Sunday 5 October 2008

Genesis is History


Hebrew scholar believes Genesis is history. Adam and Eve at AIG's Creation Museum.




Joel Kontinen

Associate Professor Steven W. Boyd, who has a Ph.D. in Hebraic and Cognate Studies, examined the text of Genesis 1:1-2:3 statistically and concluded that it was historical narrative.

Ancient Hebrew poetry uses parallelism, for instance Psalm 8:4 uses a literary device called synonymic parallelism:

what is man that you are mindful of him,
the son of man that you care for him?


The same thing is described twice in different words (man – son of man, mindful of – care for).

Genesis chapter 1 does not use such parallelism. Doctor Steven W. Boyd compared Genesis 1 to a number of Old Testament passages in which the same story is described both as historical narrative and as poetry. These include:

· Crossing the Red Sea: Exodus 14 (historical narrative) vs. Exodus 15:1–19 (poetry)
· The victory of Barak and Debora over the Canaanites: Judges 4 (historical narrative) vs. Judges 5 (poetry)
· The creation account: Genesis 1:1 - 2:3 (historical narrative) vs.
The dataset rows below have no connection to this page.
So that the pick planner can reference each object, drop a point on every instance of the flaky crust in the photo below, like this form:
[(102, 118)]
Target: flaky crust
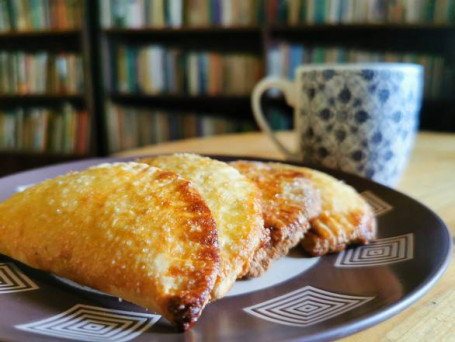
[(346, 218), (235, 204), (288, 201), (127, 229)]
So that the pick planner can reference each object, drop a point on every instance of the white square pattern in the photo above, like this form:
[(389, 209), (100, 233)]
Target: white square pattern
[(380, 252), (305, 307), (13, 280), (91, 323)]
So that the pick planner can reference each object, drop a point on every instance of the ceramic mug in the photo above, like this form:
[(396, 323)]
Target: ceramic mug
[(359, 118)]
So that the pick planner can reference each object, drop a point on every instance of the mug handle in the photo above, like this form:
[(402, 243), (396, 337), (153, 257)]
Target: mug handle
[(288, 88)]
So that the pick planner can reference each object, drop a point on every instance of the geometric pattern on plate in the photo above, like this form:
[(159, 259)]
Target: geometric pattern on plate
[(13, 280), (380, 252), (91, 323), (378, 205), (305, 307)]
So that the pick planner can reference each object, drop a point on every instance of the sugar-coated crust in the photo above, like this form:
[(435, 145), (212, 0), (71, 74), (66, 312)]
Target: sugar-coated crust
[(128, 229), (346, 218), (289, 201), (235, 203)]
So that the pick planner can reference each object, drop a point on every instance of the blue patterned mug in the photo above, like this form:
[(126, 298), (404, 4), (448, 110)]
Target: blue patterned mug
[(359, 118)]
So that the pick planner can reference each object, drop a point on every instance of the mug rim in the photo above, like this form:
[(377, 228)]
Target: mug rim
[(358, 66)]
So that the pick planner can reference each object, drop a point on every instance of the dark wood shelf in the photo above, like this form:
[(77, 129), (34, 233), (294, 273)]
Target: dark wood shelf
[(416, 38), (244, 39), (366, 26), (40, 33), (40, 100), (236, 105), (53, 40), (212, 30)]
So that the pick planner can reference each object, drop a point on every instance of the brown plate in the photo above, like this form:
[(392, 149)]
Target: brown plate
[(299, 298)]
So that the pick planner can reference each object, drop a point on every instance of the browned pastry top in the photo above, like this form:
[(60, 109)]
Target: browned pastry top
[(289, 201)]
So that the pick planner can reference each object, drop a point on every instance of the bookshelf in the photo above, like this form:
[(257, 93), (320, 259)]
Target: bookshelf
[(394, 29), (226, 28), (45, 50)]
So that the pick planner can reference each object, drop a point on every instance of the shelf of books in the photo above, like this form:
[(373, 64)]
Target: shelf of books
[(180, 13), (131, 127), (40, 15), (283, 58), (63, 130), (309, 12), (181, 59), (42, 82)]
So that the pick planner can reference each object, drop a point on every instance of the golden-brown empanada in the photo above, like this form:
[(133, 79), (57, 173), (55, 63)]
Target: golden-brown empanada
[(289, 200), (346, 218), (127, 229), (235, 204)]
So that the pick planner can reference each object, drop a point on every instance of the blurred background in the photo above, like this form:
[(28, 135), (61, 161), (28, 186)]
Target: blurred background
[(85, 78)]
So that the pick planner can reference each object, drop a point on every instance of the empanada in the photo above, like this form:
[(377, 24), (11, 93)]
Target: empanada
[(235, 204), (346, 218), (127, 229), (288, 201)]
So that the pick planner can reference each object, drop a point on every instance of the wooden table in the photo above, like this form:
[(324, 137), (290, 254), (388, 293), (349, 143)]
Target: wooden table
[(429, 178)]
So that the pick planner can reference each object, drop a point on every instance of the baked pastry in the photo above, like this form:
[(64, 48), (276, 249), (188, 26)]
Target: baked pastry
[(128, 229), (289, 200), (346, 218), (235, 204)]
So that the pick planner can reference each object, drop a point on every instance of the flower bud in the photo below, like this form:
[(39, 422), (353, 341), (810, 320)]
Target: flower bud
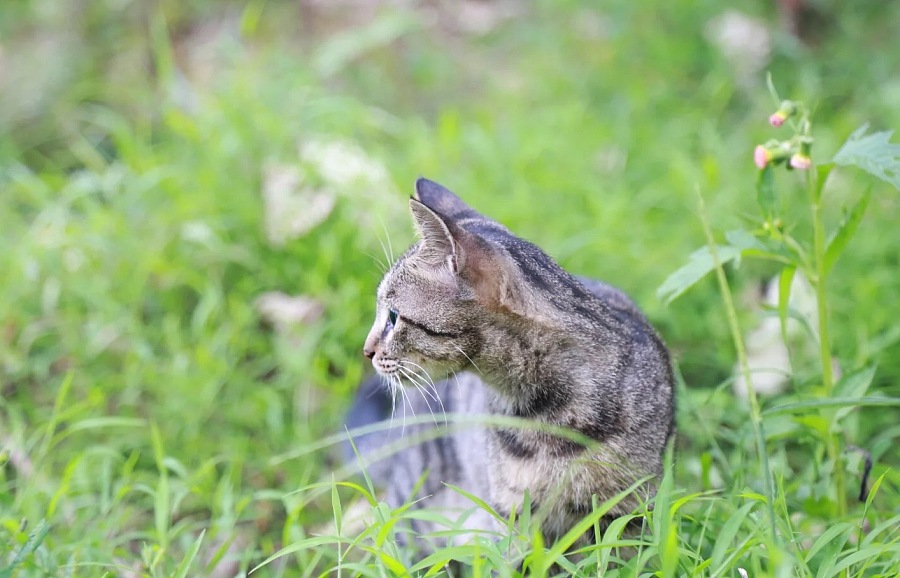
[(762, 156), (784, 112)]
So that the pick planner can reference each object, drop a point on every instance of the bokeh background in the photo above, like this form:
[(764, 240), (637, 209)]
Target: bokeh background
[(197, 200)]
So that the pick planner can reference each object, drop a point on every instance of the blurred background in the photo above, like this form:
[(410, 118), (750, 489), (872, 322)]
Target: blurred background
[(197, 200)]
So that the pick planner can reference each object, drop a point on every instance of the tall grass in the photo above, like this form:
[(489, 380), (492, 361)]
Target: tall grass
[(146, 401)]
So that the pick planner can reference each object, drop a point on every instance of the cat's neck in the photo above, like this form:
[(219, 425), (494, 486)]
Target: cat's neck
[(533, 371)]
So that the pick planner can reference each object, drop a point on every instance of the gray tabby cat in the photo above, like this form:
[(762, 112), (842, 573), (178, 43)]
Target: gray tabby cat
[(512, 334)]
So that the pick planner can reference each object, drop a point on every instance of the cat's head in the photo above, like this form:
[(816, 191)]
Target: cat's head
[(436, 303)]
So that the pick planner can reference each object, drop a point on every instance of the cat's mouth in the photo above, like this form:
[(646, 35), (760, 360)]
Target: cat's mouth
[(403, 371)]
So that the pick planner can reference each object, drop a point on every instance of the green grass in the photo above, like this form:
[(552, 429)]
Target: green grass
[(150, 419)]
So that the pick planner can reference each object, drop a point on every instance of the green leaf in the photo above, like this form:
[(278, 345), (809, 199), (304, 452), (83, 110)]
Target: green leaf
[(873, 153), (834, 402), (765, 191), (853, 386), (185, 565), (726, 535), (784, 298), (699, 264), (31, 544), (845, 231)]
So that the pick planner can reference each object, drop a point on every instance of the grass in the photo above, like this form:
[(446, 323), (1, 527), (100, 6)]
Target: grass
[(150, 418)]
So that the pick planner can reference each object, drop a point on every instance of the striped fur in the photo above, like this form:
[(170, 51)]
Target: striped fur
[(501, 329)]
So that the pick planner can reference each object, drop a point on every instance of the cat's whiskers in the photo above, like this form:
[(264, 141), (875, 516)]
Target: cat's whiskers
[(382, 267), (458, 348), (391, 387), (422, 391), (425, 380), (407, 401)]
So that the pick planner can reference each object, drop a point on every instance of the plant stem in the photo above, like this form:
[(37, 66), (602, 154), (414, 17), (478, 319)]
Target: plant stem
[(736, 337), (833, 441)]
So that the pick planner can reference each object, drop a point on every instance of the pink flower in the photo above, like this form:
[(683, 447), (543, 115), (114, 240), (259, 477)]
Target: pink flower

Psalm 104 (poetry).

By computing the distribution of preterites to finite verbs and assessing the results statistically doctor Boyd concluded that the probability of Genesis 1:1 - 2:3 being prose is 0.999972604.

James Barr, Oriel Professor of the interpretation of the Holy Scripture, Oxford University, wrote:

Probably, so far as I know, there is no professor of Hebrew or Old Testament at any world-class university who does not believe that the writer(s) of Genesis 1–11 intended to convey to their readers the ideas that:
1. creation took place in a series of six days which were the same as the days of 24 hours we now experience
2. the figures contained in the Genesis genealogies provided by simple addition a chronology from the beginning of the world up to later stages in the biblical story
3. Noah’s flood was understood to be world-wide and extinguish all human and animal life except for those in the ark.


While professor Barr did not believe that the Genesis account is literal history, he nevertheless confirmed Boyd’s conclusion.

Boyd is more consistent: he believes that Genesis 1:1-2:3 is a reliable historical account of creation. His study was part of the RATE (Radioisotopes and the Age of The Earth) project of the Institute for Creation Research (ICR).

Sources:

Barr, James. 1984. Letter to David C.C. Watson, 23 April 1984.

Boyd, Steven W. 2004. The Biblical Hebrew Creation Account: New Numbers Tell The Story. Acts & Facts 33:11, i-iv (November 2004).